Unlike Egypt that was governed and administrated by a strong central authority – the pharaoh, Sumer consisted of numerous city-states governed by priest-kings, called en, lugal or ensi who were both political and religious leaders. Each Sumerian city-state was ruled by its own priest-king who was considered a divine representative of a patron god of a particular city-state. Priest-kings lived in temples known as ziggurats which served as both religious and administrative centers. The Sumerian city-states are therefore often referred to as temple states.
The surrounding Semitic peoples eventually started to settle in the Sumerian city-states adopting the Sumerian culture. The last Sumerian priest-king Lugal-zage-si (reigned c. 2340-2316 BC) who tried to unite the Sumerian city-states under his authority was overthrown by Sargon of Akkad who was of Semitic origin and a prominent member of the royal court of Kish. He conquered the Sumerian city-states and established an empire known as Akkadian Empire stretching from the Persian Gulf to Nur mountain range in south central Turkey and from Zagros mountain range in Iran and Iraq to the Mediterranean Sea.
Third Dynasty of Ur and Neo-Sumerian Empire
In contrary to the Sumerian priest-kings who were divine representatives on Earth only, the Akkadian rulers were considered divine and were worshipped as gods. Sargon’s empire collapsed almost as fast as it emerged. The power in Mesopotamia was seized by Ur-Nammu (2112-2095 BC) who founded the Third Dynasty of Ur under which the Sumerian civilization flourished for the last time. The rule of the Third Dynasty of Ur, also known as the Sumerian Renaissance and Neo-Sumerian Empire came to an end in the early 2nd millennium BC.
Rise of Babylonia under Hammurabi
The Sumerian Renaissance was followed by the emergence of Babylonia which reached its height during the rule of Hammurabi (r. 1792-1750 BC) who joined the entire Mesopotamia under his authority. Hammurabi is best known for his code of laws, called the Code of Hammurabi which greatly influenced the Moses’ Ten Commandments.
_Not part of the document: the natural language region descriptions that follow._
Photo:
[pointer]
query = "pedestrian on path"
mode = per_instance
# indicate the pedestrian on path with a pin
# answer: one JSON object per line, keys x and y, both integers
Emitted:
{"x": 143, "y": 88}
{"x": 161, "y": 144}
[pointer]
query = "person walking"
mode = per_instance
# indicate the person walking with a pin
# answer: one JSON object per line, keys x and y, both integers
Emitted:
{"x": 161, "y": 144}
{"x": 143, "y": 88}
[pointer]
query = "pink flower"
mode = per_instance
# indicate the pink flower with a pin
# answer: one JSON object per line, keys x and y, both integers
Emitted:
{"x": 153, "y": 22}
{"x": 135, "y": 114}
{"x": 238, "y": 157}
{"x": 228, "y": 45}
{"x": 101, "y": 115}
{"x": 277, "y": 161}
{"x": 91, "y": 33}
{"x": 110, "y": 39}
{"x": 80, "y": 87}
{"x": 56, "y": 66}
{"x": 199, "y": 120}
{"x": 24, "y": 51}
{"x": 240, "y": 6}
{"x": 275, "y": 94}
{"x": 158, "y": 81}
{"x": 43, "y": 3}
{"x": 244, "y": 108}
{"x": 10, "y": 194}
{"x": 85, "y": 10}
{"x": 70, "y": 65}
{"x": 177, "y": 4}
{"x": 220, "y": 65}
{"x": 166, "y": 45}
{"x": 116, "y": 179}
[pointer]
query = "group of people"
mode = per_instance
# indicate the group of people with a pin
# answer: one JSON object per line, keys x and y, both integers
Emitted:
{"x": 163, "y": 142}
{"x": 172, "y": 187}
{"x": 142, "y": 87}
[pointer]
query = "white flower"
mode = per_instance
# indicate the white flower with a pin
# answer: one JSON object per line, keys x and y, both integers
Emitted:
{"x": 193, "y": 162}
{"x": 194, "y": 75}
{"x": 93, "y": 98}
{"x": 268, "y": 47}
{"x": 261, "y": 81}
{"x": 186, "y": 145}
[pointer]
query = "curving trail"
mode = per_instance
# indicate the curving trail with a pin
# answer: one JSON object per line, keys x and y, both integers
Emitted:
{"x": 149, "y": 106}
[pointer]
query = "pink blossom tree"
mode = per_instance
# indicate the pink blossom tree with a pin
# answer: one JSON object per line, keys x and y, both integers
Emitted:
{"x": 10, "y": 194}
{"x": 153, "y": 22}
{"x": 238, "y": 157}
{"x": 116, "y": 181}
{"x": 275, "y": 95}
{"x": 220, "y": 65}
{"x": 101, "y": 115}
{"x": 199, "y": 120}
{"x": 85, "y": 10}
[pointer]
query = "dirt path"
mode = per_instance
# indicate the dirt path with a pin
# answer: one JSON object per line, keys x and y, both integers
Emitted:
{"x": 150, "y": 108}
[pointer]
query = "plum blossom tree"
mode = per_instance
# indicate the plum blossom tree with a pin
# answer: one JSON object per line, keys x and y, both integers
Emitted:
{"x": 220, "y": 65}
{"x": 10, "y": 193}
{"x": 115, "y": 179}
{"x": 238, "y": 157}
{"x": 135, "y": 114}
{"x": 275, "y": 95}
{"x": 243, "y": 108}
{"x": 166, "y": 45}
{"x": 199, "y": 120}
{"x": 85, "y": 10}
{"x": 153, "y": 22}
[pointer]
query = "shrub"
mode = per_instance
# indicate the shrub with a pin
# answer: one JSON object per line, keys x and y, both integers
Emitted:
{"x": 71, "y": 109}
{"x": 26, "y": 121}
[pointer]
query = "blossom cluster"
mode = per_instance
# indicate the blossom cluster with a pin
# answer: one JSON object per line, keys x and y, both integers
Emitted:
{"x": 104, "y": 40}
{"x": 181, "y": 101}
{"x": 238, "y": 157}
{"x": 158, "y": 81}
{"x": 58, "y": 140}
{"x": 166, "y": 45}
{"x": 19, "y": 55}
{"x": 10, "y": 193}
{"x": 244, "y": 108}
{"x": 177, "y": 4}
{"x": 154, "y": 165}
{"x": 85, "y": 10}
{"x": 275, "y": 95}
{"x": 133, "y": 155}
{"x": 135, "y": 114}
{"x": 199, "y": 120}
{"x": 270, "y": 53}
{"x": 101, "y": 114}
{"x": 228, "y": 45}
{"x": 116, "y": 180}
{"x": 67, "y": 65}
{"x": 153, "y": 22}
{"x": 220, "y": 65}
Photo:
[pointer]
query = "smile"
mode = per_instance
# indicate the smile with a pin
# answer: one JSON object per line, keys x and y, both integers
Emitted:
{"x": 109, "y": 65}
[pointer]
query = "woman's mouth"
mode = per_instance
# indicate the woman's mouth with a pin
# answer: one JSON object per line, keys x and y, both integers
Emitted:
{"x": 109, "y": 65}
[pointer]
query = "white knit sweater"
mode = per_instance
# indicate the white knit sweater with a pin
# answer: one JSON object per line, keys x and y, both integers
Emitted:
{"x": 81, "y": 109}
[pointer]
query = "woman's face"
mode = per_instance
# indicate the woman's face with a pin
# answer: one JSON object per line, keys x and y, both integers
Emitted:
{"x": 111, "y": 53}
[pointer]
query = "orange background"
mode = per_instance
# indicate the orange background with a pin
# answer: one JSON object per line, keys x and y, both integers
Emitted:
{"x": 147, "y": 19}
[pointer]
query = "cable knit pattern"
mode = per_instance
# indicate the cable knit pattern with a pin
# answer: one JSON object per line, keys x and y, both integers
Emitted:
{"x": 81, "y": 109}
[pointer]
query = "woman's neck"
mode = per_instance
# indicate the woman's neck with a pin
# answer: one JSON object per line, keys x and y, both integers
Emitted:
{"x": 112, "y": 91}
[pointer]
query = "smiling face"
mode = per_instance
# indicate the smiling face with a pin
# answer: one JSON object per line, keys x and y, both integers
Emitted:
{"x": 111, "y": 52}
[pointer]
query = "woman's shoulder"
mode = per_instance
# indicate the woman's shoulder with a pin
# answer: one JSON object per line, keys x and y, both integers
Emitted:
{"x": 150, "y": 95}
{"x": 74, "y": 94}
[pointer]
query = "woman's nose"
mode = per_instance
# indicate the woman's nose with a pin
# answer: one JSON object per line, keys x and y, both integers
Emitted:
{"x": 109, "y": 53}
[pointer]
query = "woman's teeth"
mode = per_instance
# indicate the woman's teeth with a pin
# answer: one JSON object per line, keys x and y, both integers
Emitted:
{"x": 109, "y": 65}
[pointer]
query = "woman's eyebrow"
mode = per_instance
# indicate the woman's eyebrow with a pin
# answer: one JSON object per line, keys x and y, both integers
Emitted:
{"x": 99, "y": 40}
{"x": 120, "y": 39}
Fall of Babylonia and Rise of Assyria
Hammurabi was after his death succeeded by weak rulers and Babylonia was captured by the Hettites, an ancient people from the Asia Minor. The collapse of the First Babylonian Dynasty was taken advantage by Assyria which established itself as the leading power in the region and conquered Palestine, Phoenicia, part of Asia Minor and Iran as well as Egypt. Assyria was destroyed by a coalition of Medes and Babylonians in 612 BC.
Neo-Babylonian Empire under Nebuchadnezzar II
The collapse of Assyria was followed by Neo-Babylonian Empire founded by the Chaldean Dynasty. The Neo-Babylonian Empire encompassing Mesopotamia, Palestine and Syria reached it height under Nebuchadnezzar II (r. 604-562 BC) who conquered Judah, destroyed the city of Jerusalem and sent Jews into exile in 587 BC which came to be known as the Babylonian Captivity.